Meta-recommendation: many teams stretch ad-hoc LangChain chains far past their breaking point before adopting LangGraph -- and pay the rewrite cost twice. Reach for LangGraph the moment the workload becomes stateful. The wider landscape is in the AI Agent Frameworks pillar; the deeper shortlists are best LangChain alternatives and best LangGraph alternatives.
Related guides
Related alternatives
Next read
FAQ
- LangChain vs LangGraph -- which one should I pick?
- If you are building general LLM applications -- RAG, chains, single-agent tools, retrievers -- pick LangChain. If you are building a stateful multi-step agent backend with explicit state, persistence, and branching, pick LangGraph. They are from the same team and compose: LangChain primitives inside LangGraph nodes is the production default.
- Is LangGraph built on top of LangChain?
- Yes -- LangGraph is the official orchestration layer from LangChain Inc. LangGraph reuses LangChain models, tools, and retrievers as building blocks. The split is: LangChain owns the primitives; LangGraph owns the graph runtime, persistence, and human-in-the-loop interrupts.
- Is LangGraph easier to learn than LangChain?
- For single-step LLM workflows, LangChain is lighter -- you do not need a graph. For multi-step stateful workflows, LangGraph is sharper because state, nodes, and edges replace ad-hoc chains. Most engineers learn LangChain first, then graduate to LangGraph when the workflow gets stateful.
- How do token costs compare?
- Both call the same models.

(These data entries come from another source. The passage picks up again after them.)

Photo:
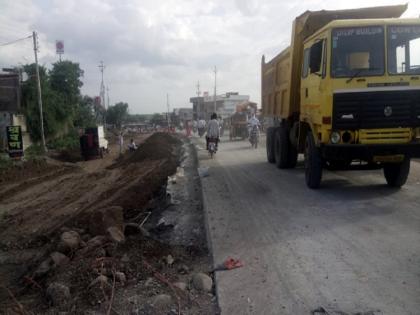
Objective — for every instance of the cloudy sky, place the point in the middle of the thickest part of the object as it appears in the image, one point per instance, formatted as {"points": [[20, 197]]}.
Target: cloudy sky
{"points": [[154, 47]]}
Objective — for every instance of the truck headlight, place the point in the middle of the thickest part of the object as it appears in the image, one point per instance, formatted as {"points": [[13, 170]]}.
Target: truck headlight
{"points": [[335, 137]]}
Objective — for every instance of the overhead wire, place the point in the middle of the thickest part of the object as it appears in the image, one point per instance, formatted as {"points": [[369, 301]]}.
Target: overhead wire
{"points": [[15, 41]]}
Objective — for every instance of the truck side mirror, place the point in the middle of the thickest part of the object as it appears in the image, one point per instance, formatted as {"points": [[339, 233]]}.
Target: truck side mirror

LangGraph state is explicit -- you pass exactly the state slice each node needs, which keeps prompts tight. Ad-hoc LangChain chains tend to grow accidentally as you bolt on more steps. For equivalent multi-step workloads, LangGraph typically costs 20-40% less because context is controlled per node.
- Can I use LangChain and LangGraph together?
- Yes -- this is the recommended pattern. LangGraph nodes call LangChain chains, retrievers, and tools. The artifact is a LangGraph that uses LangChain primitives under the hood. Most production LangGraph apps look exactly like this.
- Are LangChain and LangGraph open source?
- Yes -- both are MIT-licensed and maintained by LangChain Inc. Paid offerings (LangSmith for observability, LangGraph Platform for managed execution) sit alongside the open-source libraries.
- Which one wins for RAG workloads?
- LangChain -- when the workload is a single-step RAG chain. LangGraph wins when RAG is one step in a longer stateful agent loop with planning, tool use, or human approvals.
- When does LangGraph beat LangChain outright?
- When the workload is multi-step stateful: planner agent, tool-using executor, critic, human-in-the-loop pauses, retries from a checkpoint. LangGraph makes state and transitions first-class. Plain LangChain chains hit ceilings as soon as you need durable state and conditional branching.